Gaza City, July 10, 2025: Doctors in Gaza are warning of an impending medical catastrophe as fuel shortages cripple hospitals across the war-torn enclave, forcing them to place multiple premature babies into single incubators in a desperate attempt to keep them alive.
At Al Shifa Medical Center, Gaza’s largest hospital, doctors say they are struggling to provide basic care amid a devastating lack of fuel, medicine, and power, as Israel continues its 21-month military campaign against Hamas.
“We are forced to place four, five, or sometimes three premature babies in one incubator,” said Dr. Mohammed Abu Selmia, Al Shifa’s director. “Premature babies are now in a very critical condition.”
Dr. Muneer Alboursh, director general of Gaza’s Ministry of Health, said the threat to life is no longer coming from missiles but from a “siege choking the entry of fuel,” which he said is turning hospitals into “silent graveyards.”
An Israeli military official said that roughly 160,000 litres of fuel have entered Gaza for humanitarian purposes since Wednesday, but that Israel has no control over its internal distribution. U.N. agencies operating in Gaza are responsible for deciding where the fuel goes, he said.
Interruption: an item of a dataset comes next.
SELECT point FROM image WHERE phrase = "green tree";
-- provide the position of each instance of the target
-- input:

It remains unclear whether any of the fuel has reached Al Shifa, which is now rationing electricity by shutting down departments—including its dialysis unit—to preserve power for intensive care and operating rooms.
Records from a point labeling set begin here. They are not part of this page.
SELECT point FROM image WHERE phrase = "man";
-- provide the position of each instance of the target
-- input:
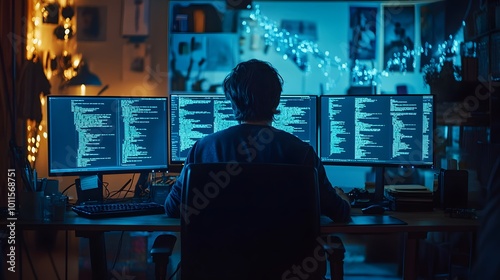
(254, 88)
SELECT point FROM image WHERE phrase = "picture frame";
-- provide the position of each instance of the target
(362, 32)
(135, 18)
(91, 23)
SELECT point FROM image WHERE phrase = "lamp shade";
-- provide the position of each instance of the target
(84, 77)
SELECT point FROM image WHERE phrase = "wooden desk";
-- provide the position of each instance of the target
(416, 226)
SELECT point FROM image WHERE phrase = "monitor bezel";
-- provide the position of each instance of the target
(405, 164)
(102, 170)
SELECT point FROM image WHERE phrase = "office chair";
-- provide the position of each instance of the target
(254, 221)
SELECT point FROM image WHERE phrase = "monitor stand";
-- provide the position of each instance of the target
(89, 189)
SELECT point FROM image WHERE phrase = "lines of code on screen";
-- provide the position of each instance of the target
(380, 129)
(107, 134)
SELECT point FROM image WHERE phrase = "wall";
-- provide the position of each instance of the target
(106, 59)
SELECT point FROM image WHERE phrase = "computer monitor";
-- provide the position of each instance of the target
(378, 131)
(89, 135)
(193, 116)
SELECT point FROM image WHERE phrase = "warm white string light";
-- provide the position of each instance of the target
(297, 49)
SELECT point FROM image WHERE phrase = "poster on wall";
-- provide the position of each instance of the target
(399, 38)
(431, 31)
(362, 33)
(91, 23)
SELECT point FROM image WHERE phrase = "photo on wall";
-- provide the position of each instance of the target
(399, 38)
(431, 31)
(362, 33)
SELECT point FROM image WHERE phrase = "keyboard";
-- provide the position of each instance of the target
(118, 209)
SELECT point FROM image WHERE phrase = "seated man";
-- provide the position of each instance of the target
(254, 88)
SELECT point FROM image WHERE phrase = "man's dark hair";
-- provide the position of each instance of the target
(254, 88)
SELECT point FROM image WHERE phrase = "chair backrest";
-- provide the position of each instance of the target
(250, 221)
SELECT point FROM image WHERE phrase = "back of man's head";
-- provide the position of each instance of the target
(254, 88)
“Oxygen stations will stop. Blood banks will spoil. A hospital without oxygen is no longer a hospital,” said Abu Selmia. “If fuel doesn’t arrive, Al Shifa could turn into a graveyard for those inside.”
The World Health Organization (WHO) has documented more than 600 attacks on healthcare facilities since the war began. Only 18 of Gaza’s 36 general hospitals remain even partially functional, according to the U.N.
Conditions are dire at other facilities as well. At Nasser Medical Complex in Khan Younis, spokesperson Mohammed Sakr said the hospital has only 3,000 litres of fuel left, far below its daily requirement of 4,500 litres.
“We are conducting surgeries without electricity or air conditioning. Sweat is dripping from the surgeons into the patients’ wounds,” he said.
There are reportedly around 100 premature babies at risk in Gaza City hospitals. Before the war, there were 110 incubators in northern Gaza; now fewer than 40 remain in use, according to hospital officials.
The fuel crisis comes amid renewed controversy over the delivery of humanitarian aid. Earlier this year, Israel imposed a complete blockade on Gaza, only partially lifting it under a U.S. and Israeli-backed scheme that largely bypasses the U.N. system. Israel accuses Hamas of diverting aid—an allegation Hamas denies.
COGAT, the Israeli military’s aid coordination agency, did not immediately respond to requests for comment about the situation in Gaza’s hospitals.
UNICEF spokesperson James Elder, recently returned from Gaza, said, “You can have the best hospital staff on the planet, but if they are denied medicines, painkillers, and now the very means to power their work, it becomes an impossibility.”
Since the war began in October 2023—following a Hamas-led attack that killed 1,200 Israelis and saw 251 hostages taken—Gaza’s Health Ministry says over 57,000 Palestinians have been killed in the conflict. The war has displaced nearly the entire population, pushed Gaza into famine-like conditions, and sparked international accusations of war crimes and genocide, which Israel denies.